By Mónica Hernández
No, this is not a misleading headline. For years it has been said and maintained that women want gender equality and it is not true. We want equal opportunities, equal pay, equal rights. We do not want to be the gender we are not and will not be. Women are born the way we are: diverse. There is variety in skin color, hair color, height and body shape. There is also diversity in thought, ideology, goals and dreams. Let's not even talk about sexual diversity because that is already (or should be if it is not already) an intimate issue and is not even up for debate and should not be mentioned. Because let's be honest, what the hell do we care about who sleeps with whom? And if anyone around here cares, I advise you to seek specialized help.
Gender was for many centuries the word used to denote a thing, an object: gender was a cloth, a spice, a crate of books, a commodity. Any physical product that could be bought and/or sold. After a certain time, genre became a kind of adjective, a classification to group similar things: genre of jokes, genre of literature, genre of species. As usually happens in times of science, biology took over the word gender and its meaning, dividing it into feminine or masculine. It is then that in the 19th century gender began to be generalized only as an identifier of females or males, of nuts and bolts. Thus the simplification. Thus simplicity.
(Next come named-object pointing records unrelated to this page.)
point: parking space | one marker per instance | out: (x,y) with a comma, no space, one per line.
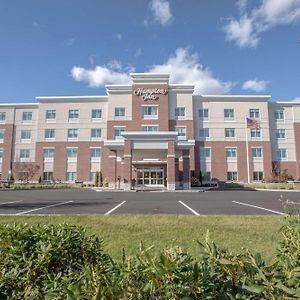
(86,201)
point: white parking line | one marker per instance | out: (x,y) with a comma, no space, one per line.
(110,211)
(262,208)
(189,208)
(11,202)
(28,211)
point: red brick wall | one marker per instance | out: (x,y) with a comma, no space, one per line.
(7,148)
(297,145)
(218,158)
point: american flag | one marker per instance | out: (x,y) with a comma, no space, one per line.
(252,123)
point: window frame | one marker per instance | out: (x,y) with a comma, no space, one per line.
(229,117)
(254,113)
(228,130)
(178,111)
(205,137)
(202,115)
(149,116)
(51,138)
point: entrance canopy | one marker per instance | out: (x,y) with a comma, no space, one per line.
(149,140)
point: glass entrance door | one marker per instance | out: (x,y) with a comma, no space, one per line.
(150,177)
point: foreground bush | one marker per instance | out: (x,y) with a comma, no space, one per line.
(61,262)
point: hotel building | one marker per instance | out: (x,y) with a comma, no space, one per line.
(151,133)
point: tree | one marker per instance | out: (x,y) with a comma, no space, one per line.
(25,171)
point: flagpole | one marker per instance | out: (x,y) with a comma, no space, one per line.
(247,151)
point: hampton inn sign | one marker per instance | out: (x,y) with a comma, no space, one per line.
(150,94)
(151,143)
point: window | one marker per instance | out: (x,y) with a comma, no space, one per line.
(72,133)
(73,114)
(279,115)
(281,154)
(150,112)
(48,176)
(25,135)
(257,153)
(150,128)
(181,132)
(96,133)
(254,113)
(27,116)
(93,176)
(72,152)
(49,133)
(96,113)
(232,176)
(204,153)
(280,133)
(71,176)
(229,133)
(231,152)
(258,176)
(120,113)
(50,115)
(255,133)
(204,133)
(48,152)
(228,114)
(203,113)
(2,116)
(24,153)
(1,135)
(206,176)
(95,152)
(118,131)
(180,112)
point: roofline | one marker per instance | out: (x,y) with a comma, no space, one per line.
(45,99)
(236,96)
(11,104)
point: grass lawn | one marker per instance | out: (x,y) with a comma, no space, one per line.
(256,233)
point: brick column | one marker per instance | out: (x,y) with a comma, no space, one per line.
(171,166)
(127,166)
(186,169)
(111,170)
(297,148)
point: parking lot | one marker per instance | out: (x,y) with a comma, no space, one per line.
(86,201)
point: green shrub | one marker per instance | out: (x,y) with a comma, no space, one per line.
(61,262)
(37,261)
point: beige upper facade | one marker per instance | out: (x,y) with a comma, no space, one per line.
(214,118)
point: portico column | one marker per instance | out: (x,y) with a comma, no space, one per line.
(186,169)
(127,166)
(171,166)
(111,171)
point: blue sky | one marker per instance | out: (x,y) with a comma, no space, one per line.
(64,47)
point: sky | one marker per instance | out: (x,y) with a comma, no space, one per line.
(76,47)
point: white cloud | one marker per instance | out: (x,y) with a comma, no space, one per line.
(71,41)
(161,12)
(138,52)
(184,68)
(255,85)
(113,73)
(246,30)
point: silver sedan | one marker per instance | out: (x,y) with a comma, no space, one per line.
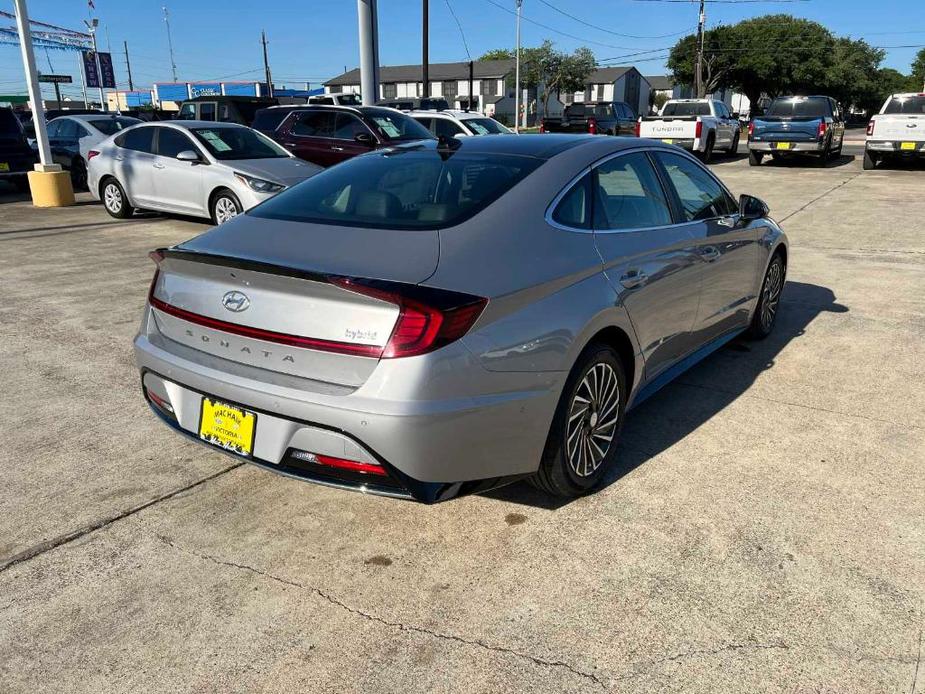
(196,168)
(443,317)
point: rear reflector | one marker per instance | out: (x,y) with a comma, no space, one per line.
(340,463)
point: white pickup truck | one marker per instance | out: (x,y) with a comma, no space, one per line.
(697,125)
(897,131)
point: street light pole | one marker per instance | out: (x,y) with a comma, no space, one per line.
(517,74)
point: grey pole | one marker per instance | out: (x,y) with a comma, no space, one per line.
(366,21)
(516,75)
(35,96)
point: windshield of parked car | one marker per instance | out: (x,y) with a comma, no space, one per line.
(906,104)
(486,126)
(110,126)
(686,108)
(401,189)
(238,143)
(799,108)
(397,127)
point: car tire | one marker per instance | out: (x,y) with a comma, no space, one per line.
(114,199)
(78,174)
(577,453)
(224,206)
(772,287)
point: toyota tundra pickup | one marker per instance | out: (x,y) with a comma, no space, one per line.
(897,131)
(811,125)
(697,125)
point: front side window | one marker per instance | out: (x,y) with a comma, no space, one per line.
(171,142)
(229,142)
(574,209)
(629,195)
(400,189)
(701,195)
(138,139)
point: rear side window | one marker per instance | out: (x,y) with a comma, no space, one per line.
(138,139)
(701,195)
(629,195)
(314,124)
(404,189)
(813,107)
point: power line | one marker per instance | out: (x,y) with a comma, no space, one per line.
(606,31)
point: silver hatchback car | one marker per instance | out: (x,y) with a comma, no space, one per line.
(448,316)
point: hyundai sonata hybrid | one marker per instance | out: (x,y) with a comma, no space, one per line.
(196,168)
(448,316)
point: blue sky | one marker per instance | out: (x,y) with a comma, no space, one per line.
(314,40)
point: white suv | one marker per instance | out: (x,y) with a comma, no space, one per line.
(459,123)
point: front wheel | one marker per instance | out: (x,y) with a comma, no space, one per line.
(582,442)
(768,301)
(114,200)
(225,206)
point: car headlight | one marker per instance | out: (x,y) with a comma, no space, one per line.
(259,185)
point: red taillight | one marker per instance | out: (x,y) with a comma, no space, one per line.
(422,326)
(340,463)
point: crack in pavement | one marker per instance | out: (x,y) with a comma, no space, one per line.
(48,545)
(819,197)
(337,602)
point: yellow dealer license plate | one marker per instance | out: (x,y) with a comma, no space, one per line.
(227,426)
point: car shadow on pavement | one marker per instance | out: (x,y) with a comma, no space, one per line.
(699,394)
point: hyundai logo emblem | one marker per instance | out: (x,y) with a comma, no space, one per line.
(236,301)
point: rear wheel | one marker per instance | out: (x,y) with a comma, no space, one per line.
(582,442)
(766,311)
(115,201)
(225,206)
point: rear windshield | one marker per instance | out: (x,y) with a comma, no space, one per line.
(401,189)
(681,108)
(486,126)
(110,126)
(799,108)
(397,127)
(906,104)
(238,143)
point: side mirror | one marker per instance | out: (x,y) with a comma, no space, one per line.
(188,155)
(365,139)
(751,208)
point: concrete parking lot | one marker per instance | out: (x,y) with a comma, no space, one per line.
(766,532)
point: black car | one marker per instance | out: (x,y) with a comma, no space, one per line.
(596,118)
(16,156)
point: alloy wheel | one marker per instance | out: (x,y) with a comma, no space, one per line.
(592,419)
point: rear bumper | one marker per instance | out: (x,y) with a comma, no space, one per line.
(433,449)
(800,147)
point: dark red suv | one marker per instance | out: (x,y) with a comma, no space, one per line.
(327,135)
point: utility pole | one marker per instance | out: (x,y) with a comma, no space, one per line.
(173,64)
(698,73)
(424,49)
(266,63)
(517,74)
(128,67)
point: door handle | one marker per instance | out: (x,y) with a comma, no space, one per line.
(709,253)
(633,279)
Also in the 19th century a French philosopher (Charles Fourier) decided to describe feminism as the movement of a group of women seeking gender equality. False. False as hell. There is, as far as I know, no woman who wants to be equal to a man, unless we are talking about jobs, salaries, opportunities, schedules, objectives, goals, dreams. Some women prefer to dress in suits, shirts and even ties. Maybe flat shoes (which are very comfortable). That does not equalize them with men. It will equalize (if anything) the dress, but nothing more. And that is if we do not take into account that the female hip, recipient of a womb with a womb option, is higher and wider than their male counterparts. In short, the so-called "pull" in the pants must necessarily be higher, wearing more fabric. As an anecdote, the complaint of my colleagues in a soft drink bottling company, who had to wear pants cut for men, because it had never occurred to them that a different pattern was needed for the pants of the pre-saleswomen and saleswomen. So they had to wear one that fit underneath to look uniform (with the consequent unexplained genito-urinary infections that this attracted for years).